There are even more clients that complain about the underperformance of mutual funds than there are with people being upset about being down, and they also tend to blame the agent who sold them the fund or the institution that sold it, even though they are just agents and have nothing to do with the fund’s performance.

The fund may be very appropriate for a client and may be even performing as expected but in a way that may be too tame for a client’s preferences. It therefore is important to properly assess these expectations and have the client modify them as needed prior to the sale, instead of having to apologize later and perhaps lose their business. Sometimes this cannot be avoided but it’s best to seek to set people up as best you can to avoid disappointment when possible.

Matching Asset Classes with Investor Time Frames

Perhaps the most important consequence of determining the appropriate mix of asset classes for an investor is ensuring that this corresponds properly with the desired investment time frame of a client.

Those who seek short term time frames aren’t going to want to have much of a growth component in their portfolios, because these investments deliver results over the long term, or at least this is the strategy that mutual funds take with them.
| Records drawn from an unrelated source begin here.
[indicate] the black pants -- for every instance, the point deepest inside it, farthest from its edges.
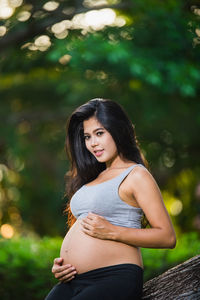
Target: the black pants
(118, 282)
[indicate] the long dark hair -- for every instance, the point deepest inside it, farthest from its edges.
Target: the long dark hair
(84, 167)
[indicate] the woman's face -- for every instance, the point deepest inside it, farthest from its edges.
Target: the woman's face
(99, 141)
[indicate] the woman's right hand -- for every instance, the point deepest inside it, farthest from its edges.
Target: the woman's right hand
(63, 273)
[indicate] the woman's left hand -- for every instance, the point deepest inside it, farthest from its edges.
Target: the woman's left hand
(97, 226)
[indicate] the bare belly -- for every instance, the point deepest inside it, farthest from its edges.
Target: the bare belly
(87, 253)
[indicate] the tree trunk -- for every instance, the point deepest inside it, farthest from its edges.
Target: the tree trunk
(180, 282)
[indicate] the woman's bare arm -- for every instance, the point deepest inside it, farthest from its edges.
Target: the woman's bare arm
(148, 196)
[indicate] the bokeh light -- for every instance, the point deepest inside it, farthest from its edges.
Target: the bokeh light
(2, 30)
(7, 231)
(51, 5)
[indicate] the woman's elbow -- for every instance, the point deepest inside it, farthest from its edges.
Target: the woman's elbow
(172, 241)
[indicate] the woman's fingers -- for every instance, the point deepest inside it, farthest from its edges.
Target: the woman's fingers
(64, 272)
(58, 260)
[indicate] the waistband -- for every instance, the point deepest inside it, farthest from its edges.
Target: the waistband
(108, 270)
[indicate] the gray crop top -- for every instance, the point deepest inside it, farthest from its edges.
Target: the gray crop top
(103, 199)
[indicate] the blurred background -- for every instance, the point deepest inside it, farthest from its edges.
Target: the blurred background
(56, 55)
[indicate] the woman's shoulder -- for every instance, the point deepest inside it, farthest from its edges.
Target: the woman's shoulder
(140, 172)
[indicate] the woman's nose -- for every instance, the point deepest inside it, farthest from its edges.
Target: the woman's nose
(94, 141)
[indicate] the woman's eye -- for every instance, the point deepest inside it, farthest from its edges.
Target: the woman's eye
(86, 137)
(99, 133)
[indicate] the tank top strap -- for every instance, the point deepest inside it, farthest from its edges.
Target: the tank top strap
(123, 175)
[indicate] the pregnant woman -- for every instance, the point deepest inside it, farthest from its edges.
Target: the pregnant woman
(110, 190)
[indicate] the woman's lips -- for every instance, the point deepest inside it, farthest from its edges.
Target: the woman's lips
(98, 152)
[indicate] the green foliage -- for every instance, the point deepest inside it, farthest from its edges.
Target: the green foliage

If the strategy is long term investing, and you’re investing in the short or even medium term, this will result in a mismatch of objectives which will introduce too much risk into the investment.

In some cases, with short term investments, having all of your funds in a savings vehicle may be the only sensible choice. A combination of bonds and savings may make sense if the time frame is a little longer, long enough where it is likely enough for the overall investment to be up, and if even more time is available, various amounts of growth class funds may be appropriate.

Time frame is the starting point in determining asset class allocation, as if the investment does not match the time frame of the investment properly, this will exclude other considerations. If the allocation does fit the time frame, then we can look at other issues such as one’s risk tolerance and investment objectives to further define the allocation, but only to the extent that the time frame fits.

Determining the proper asset class mix in a mutual fund portfolio is very important to not only the success of the investment, but to the perceived success of it by the client, and perception is often reality. The goal of investments is not only to do what is best for clients but to take their preferences well into account, and an appropriate recommendation of the mix of asset classes can go a long way in achieving this if properly done.